Oracle critics have raised questions about when exactly Oracle will introduce Fusion Apps., and whether the new platform will be enough when it does arrive. The strongest reply to these questions would be the announcement of a market launch date or at least a positive progress report.
However, even when OFA does arrive, it will present serious challenges for users. One of the largest of these will be data migration from present generation applications to a new and as yet not publicly defined database structure. Data migrations are fraught with issues, often exceed timelines and budgets, and can create challenges to application migration acceptance. Understanding exactly what needs to be migrated and determining the rules for mapping to the target environment will require significant time and effort. Best practice is to ensure that the scope of the initiative is limited to data sources that will be required or that add value to the target application or data structures. Just because data sources related to the target are available does not mean there is business value in migrating them. Often, not all historical data needs to be migrated to the target. By archiving or disposing of older, non-value-added data, the level of effort and timeframes can be minimized.
For most organizations, the lack of concern about, and clear understanding of, the magnitude of data quality issues will create problems. In many cases, substantial amounts of rework will be required to address data quality issues encountered during the development of the migration processes. Again, the more data involved in the migration, the more likely, more numerous, and more severe these problems will be.
ILM software such as Solix EDMS can play a vital role in preparing for the massive data migration that moving to Fusion Apps will require, and the time to think about that is now, before the migration begins. The purpose of ILM software is to identify data no longer in active use and archive it out of the production database automatically, in an organized manner that preserves access to that data when it is needed. The obverse of that coin is that it also identifies the subset of data that is active and that therefore needs to be migrated. By reducing the size of the production databases that will be migrated, it can reduce the time, effort, and number of data quality issues that will be involved, while preserving access to the archived data through its own or other industry-standard data viewers.

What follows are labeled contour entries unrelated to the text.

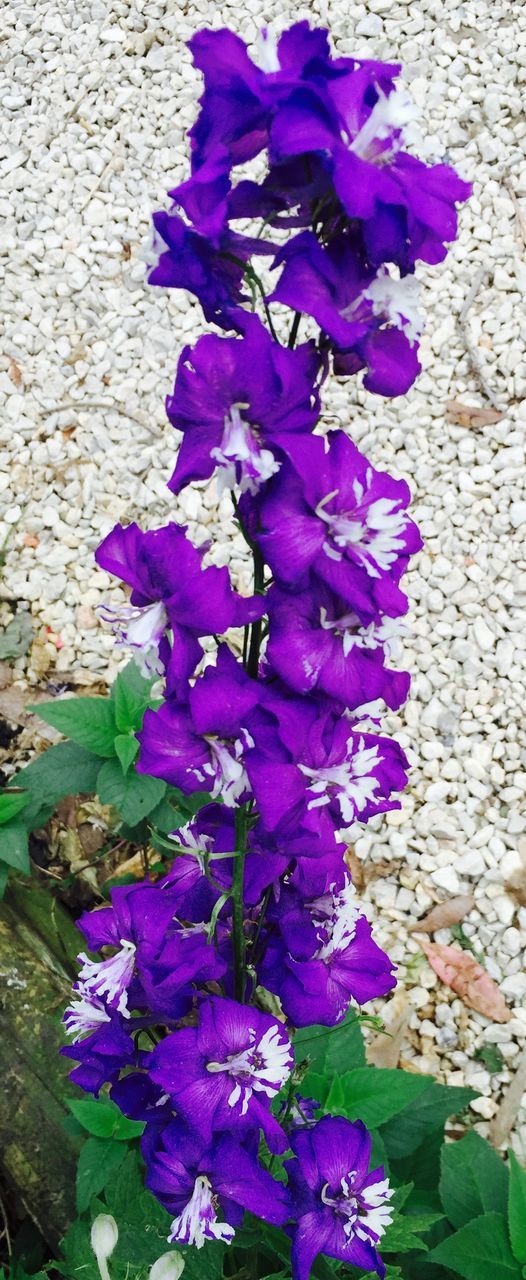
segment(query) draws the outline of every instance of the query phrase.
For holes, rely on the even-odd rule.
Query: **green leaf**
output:
[[[0,791],[0,824],[10,822],[26,808],[29,796],[23,791]]]
[[[379,1069],[381,1071],[381,1068]],[[402,1160],[421,1146],[426,1134],[445,1124],[477,1094],[474,1089],[427,1084],[418,1097],[381,1128],[390,1160]]]
[[[125,1147],[111,1138],[87,1138],[77,1165],[77,1210],[83,1213],[106,1187],[125,1157]]]
[[[115,742],[115,755],[120,760],[123,773],[128,773],[129,765],[138,755],[138,741],[131,733],[118,733]]]
[[[33,623],[29,613],[17,613],[0,634],[0,660],[20,658],[27,653],[33,639]]]
[[[64,1262],[52,1261],[52,1268],[72,1280],[100,1280],[99,1267],[90,1240],[88,1222],[77,1219],[60,1240]]]
[[[118,675],[110,696],[115,705],[115,723],[120,733],[141,728],[152,684],[154,680],[145,680],[141,676],[133,660]]]
[[[20,769],[13,778],[13,786],[24,787],[29,794],[29,804],[24,809],[27,828],[33,831],[47,822],[63,796],[92,794],[100,765],[99,755],[76,742],[56,742]]]
[[[110,698],[64,698],[29,710],[96,755],[115,755],[115,707]]]
[[[19,823],[6,823],[0,828],[0,861],[14,867],[23,876],[29,876],[29,849],[27,829]]]
[[[518,1164],[513,1151],[509,1158],[508,1226],[512,1249],[517,1262],[526,1263],[526,1170]]]
[[[494,1075],[497,1071],[506,1071],[506,1059],[498,1044],[481,1044],[475,1050],[474,1057],[477,1062],[484,1062],[486,1071]]]
[[[381,1252],[410,1253],[411,1249],[427,1249],[420,1236],[430,1231],[435,1222],[442,1222],[443,1217],[443,1213],[398,1213],[381,1236]]]
[[[497,1151],[477,1133],[467,1133],[440,1152],[440,1199],[453,1226],[480,1213],[504,1213],[508,1170]]]
[[[145,1129],[142,1121],[123,1116],[109,1098],[100,1098],[97,1102],[95,1098],[72,1098],[68,1100],[68,1106],[82,1128],[96,1138],[128,1140],[141,1137]]]
[[[97,792],[102,804],[111,804],[124,822],[134,827],[163,799],[166,783],[145,773],[123,773],[119,760],[108,760],[97,774]]]
[[[463,1280],[521,1280],[521,1268],[509,1248],[506,1219],[484,1213],[454,1235],[448,1235],[427,1254]]]
[[[326,1108],[338,1106],[348,1120],[362,1120],[367,1129],[379,1129],[393,1116],[412,1106],[430,1084],[431,1076],[388,1068],[358,1066],[337,1076],[326,1100]],[[334,1096],[338,1092],[338,1102]],[[343,1107],[343,1110],[342,1110]]]

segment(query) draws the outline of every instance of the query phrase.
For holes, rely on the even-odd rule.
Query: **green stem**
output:
[[[253,594],[265,594],[265,561],[261,556],[259,547],[253,548]],[[251,641],[248,646],[248,659],[247,659],[247,672],[253,680],[257,680],[257,669],[260,666],[260,648],[262,639],[262,618],[257,622],[252,622],[251,626]]]
[[[299,323],[301,323],[301,311],[297,311],[292,321],[291,333],[288,337],[288,343],[287,343],[288,347],[293,347],[296,343],[296,339],[298,337]]]
[[[235,856],[232,873],[232,945],[234,951],[234,996],[244,1004],[247,986],[246,941],[243,928],[243,879],[247,841],[247,814],[244,805],[235,812]]]

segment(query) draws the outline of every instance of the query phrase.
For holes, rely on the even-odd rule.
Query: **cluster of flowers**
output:
[[[67,1052],[82,1088],[109,1084],[146,1123],[147,1184],[174,1215],[170,1240],[230,1243],[248,1210],[291,1234],[294,1280],[320,1252],[381,1276],[392,1193],[369,1171],[363,1125],[316,1119],[297,1092],[293,1030],[337,1025],[352,1001],[394,986],[344,829],[398,808],[406,785],[404,754],[378,722],[408,690],[390,664],[420,538],[407,485],[323,430],[321,388],[330,367],[365,369],[384,396],[411,385],[415,261],[444,257],[467,187],[404,150],[398,67],[334,58],[307,23],[278,42],[264,33],[259,64],[229,31],[191,47],[205,76],[192,175],[154,218],[150,280],[193,292],[230,335],[182,352],[166,402],[182,433],[170,488],[215,475],[232,492],[253,595],[175,524],[118,525],[99,548],[132,589],[106,617],[165,682],[138,769],[210,803],[173,833],[163,881],[115,888],[81,919],[88,948],[111,954],[79,957]],[[242,170],[233,184],[264,151],[264,177]],[[282,268],[270,289],[256,255]],[[294,310],[284,343],[273,302]],[[302,323],[316,337],[294,346]],[[269,1171],[285,1152],[287,1185]]]

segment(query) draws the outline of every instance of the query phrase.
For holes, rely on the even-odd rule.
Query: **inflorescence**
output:
[[[363,1125],[316,1119],[298,1092],[293,1033],[395,982],[344,832],[399,808],[407,781],[378,728],[408,691],[399,582],[421,543],[407,485],[326,430],[323,389],[363,370],[371,392],[408,390],[415,264],[444,259],[468,187],[406,150],[397,65],[335,58],[306,22],[264,32],[256,60],[227,29],[191,50],[205,79],[192,173],[154,215],[148,279],[193,293],[223,333],[180,355],[169,486],[215,476],[232,493],[253,594],[177,524],[116,525],[97,550],[132,589],[106,618],[164,680],[137,767],[210,799],[173,833],[164,879],[82,916],[90,951],[109,950],[79,957],[65,1052],[83,1089],[109,1085],[145,1121],[170,1240],[229,1244],[248,1210],[291,1235],[294,1280],[317,1253],[381,1276],[392,1192]],[[270,1171],[284,1155],[287,1181]]]

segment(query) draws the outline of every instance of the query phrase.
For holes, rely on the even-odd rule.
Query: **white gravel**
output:
[[[522,874],[526,904],[526,10],[509,0],[15,0],[3,17],[1,596],[35,617],[29,662],[17,664],[29,682],[115,669],[93,613],[110,589],[93,549],[115,518],[146,527],[174,512],[163,399],[202,323],[183,293],[146,288],[139,252],[151,210],[187,173],[200,92],[192,32],[227,22],[253,40],[265,22],[279,31],[308,17],[330,26],[342,54],[399,59],[431,157],[447,155],[475,183],[447,264],[418,273],[417,385],[389,403],[348,383],[328,408],[408,479],[426,540],[408,577],[412,699],[389,726],[411,749],[411,786],[402,814],[371,823],[357,852],[394,863],[366,897],[412,1007],[403,1060],[480,1088],[485,1132],[526,1038],[526,905],[507,888]],[[503,417],[456,425],[450,399]],[[212,489],[178,508],[197,541],[219,535],[215,558],[227,559],[227,500],[219,522]],[[232,568],[247,575],[241,549]],[[477,905],[465,932],[513,1011],[504,1025],[466,1010],[406,933],[434,902],[468,891]],[[474,1057],[488,1043],[502,1073]],[[526,1125],[514,1140],[525,1155]]]

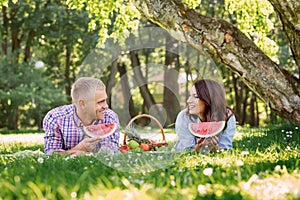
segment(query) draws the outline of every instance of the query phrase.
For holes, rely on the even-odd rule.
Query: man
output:
[[[120,123],[117,114],[108,108],[105,89],[101,80],[90,77],[79,78],[73,84],[73,104],[50,110],[43,120],[46,154],[80,155],[118,150]],[[88,138],[83,133],[84,126],[106,123],[115,123],[118,127],[107,138]]]

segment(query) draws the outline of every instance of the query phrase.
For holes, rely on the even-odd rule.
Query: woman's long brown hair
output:
[[[225,99],[221,85],[210,79],[201,79],[194,83],[198,98],[205,103],[205,121],[226,121],[233,115]],[[227,109],[231,110],[229,114]]]

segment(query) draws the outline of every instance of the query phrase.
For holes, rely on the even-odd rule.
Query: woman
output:
[[[192,122],[212,121],[226,121],[224,130],[218,136],[204,140],[189,131],[188,126]],[[220,149],[232,149],[236,119],[233,111],[226,105],[223,88],[216,81],[203,79],[193,84],[187,108],[177,116],[175,132],[178,136],[175,149],[179,152],[202,150],[211,144]]]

As with everything involving very large business databases containing vital business information, however, ILM cannot be installed, implemented and run in a day. As the deadline approaches for the introduction of Fusion Apps, this means that Oracle’s several hundred thousand enterprise customers should seriously consider ILM now. This will give them time to select a product, install and test it, and then start a gradual archiving process for their major databases that will leave only the active data in the production database when the time comes to migrate to Fusion Apps. That will give them a major head start on migration, and the good news is that in the meantime archiving with a strong ILM tool such as Solix EDMS will improve the performance of their present architecture while delaying and decreasing Capex expenditures on expensive Tier 0 and Tier 1 storage systems.